Dam that’s interesting


Historical site: Trekkers taking photos at the dam.

BUKIT MERTAJAM: An age-old dam located in the Bukit Seraya forest has become an exploration hotspot for trekkers.

The abandoned three-storey-high dam and its surrounding structures are remnants of British colonial rule in the early 20th century.

It is accessible within a two hour hike over a stretch covering about 4km from the Cherok To’kun forest reserve or an hour’s hike from Sungai Lembu.

Although overgrown with vegetation, much of the dam, such as its giant arching wall, is still intact with a pool of freshwater contained within.

A small outlet located at the foot of the wall releases a constant gush of water.

Trekkers enjoying the cool water in the stream at Bukit Seraya in Bukit Mertajam. — CHAN BOON KAI/The StarTrekkers enjoying the cool water in the stream at Bukit Seraya in Bukit Mertajam. — CHAN BOON KAI/The Star

According to historical records, the dam was built by the Federated Malay States Railway (FMSR) in the mid-1920s. FMSR was renamed Keretapi Tanah Melayu in 1962.

Its main purpose was originally to provide reliable water supply for steam-powered locomotives that once chugged up and down between Bukit Mertajam and Butterworth.

These towns were crucial administrative and trading centres for Seberang Prai, which was a booming agricultural production zone during colonial times.

These days, multiple hiking trails around the hill lead to the dam and dozens of hikers arrive daily to explore it.

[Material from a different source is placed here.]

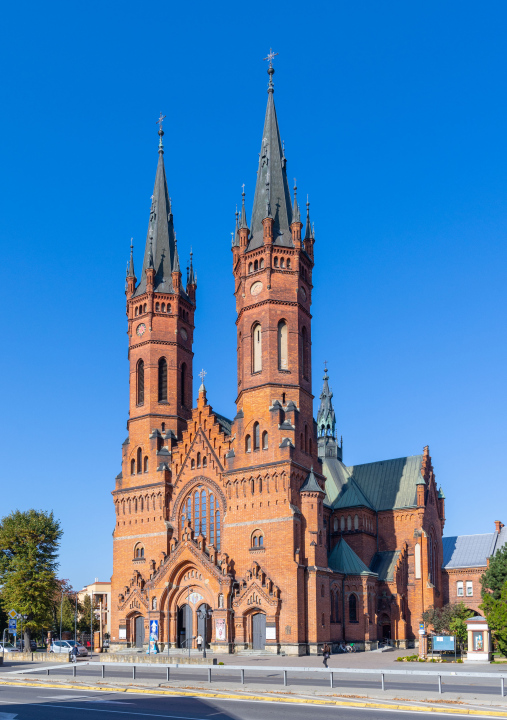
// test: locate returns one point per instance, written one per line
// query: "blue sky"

Pieces of railway tracks can still be found scattered around the area.

Safety precautions must be taken as some parts of the dam wall are slippery, and while on the trail, hikers are warned to be on the lookout for foraging wild boars.

Avid hiker Monica Ann@Siw Eng, 47, said she often takes her three children along to the dam.

“It is not just for the photo opportunities but also to reflect on the history left behind by our forefathers, ” she said, adding that they liked walking about the dam to take in its history.

Monica said the activity was not just beneficial in the physical sense but also provided mental calmness.

“When I’m not out cycling with my gang, I take time off for slow hikes here, sometimes spending an entire day in the jungle, ” she added.